They provide an efficient way to put solid and gas phases into contact, but mixing and the transport of heat and mass depend upon the characteristics of each system, which brings challenges to predict and scale up their hydrodynamics, from lab to industry.

Inspiration from self-assembly mechanisms in nature can come to the rescue. Nature offers us many examples where macroscopic granular patterns result from interparticle and particle-fluid forces in sediments.

For example, sand particles form patterns under the action of waves on the beach or wind in dunes. Similarly, stripes, squares and hexagonal surface waves can be initiated in shallow granular layers by mechanical vibration, but they collapse in large vibro-assisted beds due to the energy dissipated in inelastic collisions.

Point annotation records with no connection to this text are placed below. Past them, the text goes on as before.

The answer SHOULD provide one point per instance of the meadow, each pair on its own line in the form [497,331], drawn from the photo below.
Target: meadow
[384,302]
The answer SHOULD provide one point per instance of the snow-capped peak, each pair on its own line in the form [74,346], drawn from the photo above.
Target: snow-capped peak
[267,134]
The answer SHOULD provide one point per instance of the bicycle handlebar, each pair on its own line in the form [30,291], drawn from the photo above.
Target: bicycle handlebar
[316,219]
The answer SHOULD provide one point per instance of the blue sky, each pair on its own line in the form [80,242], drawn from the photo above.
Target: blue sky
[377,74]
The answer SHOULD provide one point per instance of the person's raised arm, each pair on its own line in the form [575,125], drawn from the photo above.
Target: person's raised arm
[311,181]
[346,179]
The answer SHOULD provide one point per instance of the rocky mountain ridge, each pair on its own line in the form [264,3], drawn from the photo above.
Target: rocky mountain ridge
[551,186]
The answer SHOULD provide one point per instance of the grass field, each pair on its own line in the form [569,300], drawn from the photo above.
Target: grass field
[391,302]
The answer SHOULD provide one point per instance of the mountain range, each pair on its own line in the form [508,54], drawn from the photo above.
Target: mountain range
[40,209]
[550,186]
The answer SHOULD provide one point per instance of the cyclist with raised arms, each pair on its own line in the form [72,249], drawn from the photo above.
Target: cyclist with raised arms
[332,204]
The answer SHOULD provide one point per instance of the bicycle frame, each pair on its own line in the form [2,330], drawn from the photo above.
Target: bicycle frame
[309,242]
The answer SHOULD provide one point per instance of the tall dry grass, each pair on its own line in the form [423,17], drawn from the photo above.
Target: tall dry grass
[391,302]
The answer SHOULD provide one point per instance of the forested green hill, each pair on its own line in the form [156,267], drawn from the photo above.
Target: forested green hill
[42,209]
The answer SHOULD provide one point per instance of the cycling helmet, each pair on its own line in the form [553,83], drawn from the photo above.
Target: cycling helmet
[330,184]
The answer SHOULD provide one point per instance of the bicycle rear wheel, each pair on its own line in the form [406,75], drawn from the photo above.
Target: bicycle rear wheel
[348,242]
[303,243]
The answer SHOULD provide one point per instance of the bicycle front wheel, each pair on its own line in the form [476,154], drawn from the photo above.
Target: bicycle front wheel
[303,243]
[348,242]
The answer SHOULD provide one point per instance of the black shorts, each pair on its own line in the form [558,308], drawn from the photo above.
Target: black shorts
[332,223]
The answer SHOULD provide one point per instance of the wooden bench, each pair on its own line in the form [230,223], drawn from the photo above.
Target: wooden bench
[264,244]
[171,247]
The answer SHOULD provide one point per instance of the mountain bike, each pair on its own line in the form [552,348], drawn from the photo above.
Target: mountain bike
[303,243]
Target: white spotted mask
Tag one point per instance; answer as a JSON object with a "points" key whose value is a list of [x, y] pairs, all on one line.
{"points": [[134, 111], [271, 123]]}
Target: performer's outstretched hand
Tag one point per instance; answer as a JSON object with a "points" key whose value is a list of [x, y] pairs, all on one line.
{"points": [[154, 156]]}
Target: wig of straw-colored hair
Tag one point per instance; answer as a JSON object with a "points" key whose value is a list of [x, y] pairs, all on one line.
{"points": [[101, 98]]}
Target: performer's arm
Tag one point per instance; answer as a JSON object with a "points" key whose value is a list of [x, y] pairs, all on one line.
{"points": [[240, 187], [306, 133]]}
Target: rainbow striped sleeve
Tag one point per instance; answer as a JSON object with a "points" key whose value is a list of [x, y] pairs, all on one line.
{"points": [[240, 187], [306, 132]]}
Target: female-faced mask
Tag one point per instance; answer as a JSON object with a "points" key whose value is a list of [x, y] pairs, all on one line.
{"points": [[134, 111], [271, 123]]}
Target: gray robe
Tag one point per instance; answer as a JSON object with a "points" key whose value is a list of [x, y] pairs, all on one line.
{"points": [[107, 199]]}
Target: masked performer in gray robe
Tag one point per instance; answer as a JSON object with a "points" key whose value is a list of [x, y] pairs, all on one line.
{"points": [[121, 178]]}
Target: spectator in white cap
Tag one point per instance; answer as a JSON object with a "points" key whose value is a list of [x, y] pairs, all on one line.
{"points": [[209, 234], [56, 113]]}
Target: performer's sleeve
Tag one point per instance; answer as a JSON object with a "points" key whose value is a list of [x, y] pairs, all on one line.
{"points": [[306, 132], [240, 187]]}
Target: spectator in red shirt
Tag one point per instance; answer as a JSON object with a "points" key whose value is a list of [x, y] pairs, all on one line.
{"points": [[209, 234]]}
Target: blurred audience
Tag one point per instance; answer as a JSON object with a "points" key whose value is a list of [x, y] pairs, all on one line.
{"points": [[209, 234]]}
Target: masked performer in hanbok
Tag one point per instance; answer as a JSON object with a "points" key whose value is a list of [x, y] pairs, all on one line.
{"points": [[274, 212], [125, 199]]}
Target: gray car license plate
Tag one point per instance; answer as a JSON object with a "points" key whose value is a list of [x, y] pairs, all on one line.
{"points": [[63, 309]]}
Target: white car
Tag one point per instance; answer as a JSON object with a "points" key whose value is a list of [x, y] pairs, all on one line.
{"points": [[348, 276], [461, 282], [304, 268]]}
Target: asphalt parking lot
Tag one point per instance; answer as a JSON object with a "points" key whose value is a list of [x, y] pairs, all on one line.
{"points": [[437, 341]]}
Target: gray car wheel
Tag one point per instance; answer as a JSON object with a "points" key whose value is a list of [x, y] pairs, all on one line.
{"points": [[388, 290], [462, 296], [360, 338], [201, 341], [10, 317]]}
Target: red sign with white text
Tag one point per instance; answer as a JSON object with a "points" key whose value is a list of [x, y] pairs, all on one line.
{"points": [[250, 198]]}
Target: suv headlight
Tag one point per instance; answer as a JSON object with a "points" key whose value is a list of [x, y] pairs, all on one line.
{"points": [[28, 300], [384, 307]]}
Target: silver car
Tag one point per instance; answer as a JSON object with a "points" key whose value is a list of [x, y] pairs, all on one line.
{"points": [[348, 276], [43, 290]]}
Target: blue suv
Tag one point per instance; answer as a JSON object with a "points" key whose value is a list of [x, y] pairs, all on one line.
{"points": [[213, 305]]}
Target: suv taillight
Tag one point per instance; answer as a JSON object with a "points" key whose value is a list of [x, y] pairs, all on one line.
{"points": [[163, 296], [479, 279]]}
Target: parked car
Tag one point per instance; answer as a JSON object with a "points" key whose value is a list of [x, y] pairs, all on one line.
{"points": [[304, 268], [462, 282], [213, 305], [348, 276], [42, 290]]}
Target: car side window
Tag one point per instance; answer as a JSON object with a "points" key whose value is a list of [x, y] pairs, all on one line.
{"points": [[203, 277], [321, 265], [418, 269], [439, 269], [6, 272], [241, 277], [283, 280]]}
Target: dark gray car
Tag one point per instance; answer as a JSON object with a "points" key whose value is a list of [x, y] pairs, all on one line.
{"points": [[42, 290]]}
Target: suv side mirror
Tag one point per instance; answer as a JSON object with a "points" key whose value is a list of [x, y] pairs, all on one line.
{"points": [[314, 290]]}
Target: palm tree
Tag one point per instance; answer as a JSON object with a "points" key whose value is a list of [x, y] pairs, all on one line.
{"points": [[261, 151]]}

Researchers at the UCL Centre for Nature Inspired Engineering (CNIE) have demonstrated that the use of oscillatory flows creates better coupling between the motion of the solids and the perturbation.

In deep, quasi-2D fluidised beds, the use of an oscillation can propagate the surface waves created in shallow layers into vertical, macroscopically ordered bubble flows.

The oscillatory flow stabilises an inherently chaotic system, impeding the coalescence of bubbles by intermittent dense particle clusters that redirect the gas flow, and reduce the long-range circulation of solids. The result is a predictable flow, where bubbles organise in a triangular lattice of given wavelength and angle.

This structured flow provides an unprecedented level of control over bubble size and solid mixing, thus defining a new operation sitting between fixed and fluidised beds, which we call “dynamically structured fluidised beds”. Here, the flow structure can be externally controlled, which is highly relevant to industrial operations.